Last fall, almost 70 percent of Milwaukee voters approved an ordinance that would guarantee workers seven paid sick days a year. Last Friday, as reported in the Milwaukee Journal Sentinel, Judge Thomas Cooper of the Milwaukee County Circuit Court ruled the ordinance invalid and unconstitutional. Though he rejected the claims of the Metropolitan Milwaukee Association of Commerce that mandatory paid sick leave was unconstitutional, he came to a disturbing conclusion about the rights of domestic violence survivors. In summarizing the judge’s findings, labor and employment attorney Daniel J. Finerty (of Milwaukee law firm Godfrey and Kahn) paraphrased the judge’s views on granting sick leave for people dealing with issues of domestic or sexual violence:

The objectives of the Ordinance in providing domestic violence leave were not rationally related to the overall objectives of the Ordinance, were without any rational basis in the legislative history and, as a result, render the Ordinance unconstitutional.

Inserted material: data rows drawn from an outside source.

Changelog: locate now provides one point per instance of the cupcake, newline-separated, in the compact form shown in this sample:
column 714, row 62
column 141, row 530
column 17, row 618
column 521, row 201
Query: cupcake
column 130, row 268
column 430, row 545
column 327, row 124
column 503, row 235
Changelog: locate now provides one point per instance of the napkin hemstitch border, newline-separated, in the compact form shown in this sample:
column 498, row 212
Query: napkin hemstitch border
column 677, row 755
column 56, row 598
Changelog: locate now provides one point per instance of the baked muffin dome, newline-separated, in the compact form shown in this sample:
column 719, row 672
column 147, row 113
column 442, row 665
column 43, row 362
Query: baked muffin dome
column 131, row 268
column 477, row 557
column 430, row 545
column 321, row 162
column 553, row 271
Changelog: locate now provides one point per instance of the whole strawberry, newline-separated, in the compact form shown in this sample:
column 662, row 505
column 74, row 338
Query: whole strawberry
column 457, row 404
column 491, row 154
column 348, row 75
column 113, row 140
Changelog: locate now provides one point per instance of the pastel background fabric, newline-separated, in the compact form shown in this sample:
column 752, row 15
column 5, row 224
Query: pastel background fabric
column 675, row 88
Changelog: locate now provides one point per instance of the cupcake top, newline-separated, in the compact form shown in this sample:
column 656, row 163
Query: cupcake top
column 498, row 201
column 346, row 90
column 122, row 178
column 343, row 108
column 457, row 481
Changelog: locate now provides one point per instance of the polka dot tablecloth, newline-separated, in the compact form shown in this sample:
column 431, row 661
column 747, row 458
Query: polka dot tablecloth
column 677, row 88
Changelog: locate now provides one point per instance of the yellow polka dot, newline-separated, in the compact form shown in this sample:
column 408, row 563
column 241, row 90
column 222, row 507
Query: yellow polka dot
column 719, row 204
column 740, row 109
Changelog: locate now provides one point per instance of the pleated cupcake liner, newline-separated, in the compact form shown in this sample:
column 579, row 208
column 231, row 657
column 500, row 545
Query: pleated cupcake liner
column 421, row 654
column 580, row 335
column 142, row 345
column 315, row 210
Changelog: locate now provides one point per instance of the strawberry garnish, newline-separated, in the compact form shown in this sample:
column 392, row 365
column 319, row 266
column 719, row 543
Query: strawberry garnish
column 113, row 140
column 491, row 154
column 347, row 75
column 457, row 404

The judge also ruled that the ordinance had been passed unconstitutionally because the language on the ballot did not mention that paid sick days would include days spent dealing with domestic violence. This second argument may have some merit, but the idea that “providing domestic violence leave [is] not rationally related to the overall objectives of the Ordinance” is at best misguided and at worst offensive.
Paid sick leave is predicated on the idea that all workers have the right to take basic steps to protect their own and their family members’ health, without losing their jobs. Domestic violence constitutes just as much of a threat to the health and safety of all its victims as a serious illness does. To ignore, diminish, or brush aside this fact is an insult to every woman who lives in justified fear of what her husband might do next. When a woman knows that she needs to seek shelter, or go to court, in order to prevent her abuser from harming her or her children, she should not have to gamble her job against her life. There is absolutely no reason she should not be allowed to use a paid sick day in such a situation.
For too long, victims of domestic violence have been blamed for their plight, held responsible for their abusers’ actions, and seen as weak. Judge Cooper’s ruling perpetuates and encourages this offensive view, and it should not be allowed to stand as precedent.